Dwie osoby nie żyją, a prawie 50 zostało rannych po zderzeniu pociągów pasażerskich w Czechach. Do zdarzenia doszło w środę (4.08) rano. Akcja ratunkowa trwa.
Jak donoszą czeskie media, do wypadku doszło krótko po godz. 8.00 nieopodal Domaźlic. Pociąg ekspresowy relacji Monachium – Praga zderzył się czołowo z pociągiem regionalnym. W wyniku zderzenia dwie osoby poniosły śmierć na miejscu, a 48 zostało rannych – czworo pasażerów jest w stanie krytycznym. Ofiarami śmiertelnymi prawdopodobnie są maszyniści składów.

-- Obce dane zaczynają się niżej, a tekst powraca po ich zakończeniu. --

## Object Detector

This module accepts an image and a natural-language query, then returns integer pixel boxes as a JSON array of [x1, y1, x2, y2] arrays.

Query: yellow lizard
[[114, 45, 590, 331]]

Do wypadku odniósł się już wicepremier Czech i minister transportu Karel Havliczek, który przekazał, że maszynista pociągu ekspresowego minął sygnał „stój”.
Akcję ratunkową wspierają służby z Niemiec. Lżej ranni pasażerowie opatrywani są na miejscu, pozostałych karetki wożą do szpitali w Domaźlicach, Pilźnie oraz Pradze. W akcji udział biorą także cztery helikoptery ratunkowe.
Szpitale apelują do mieszkańców Czech o pilne oddawanie krwi.
Gubernator kraju pilzneńskiego Ilona Mauritzová złożyła rodzinom ofiar kondolencje.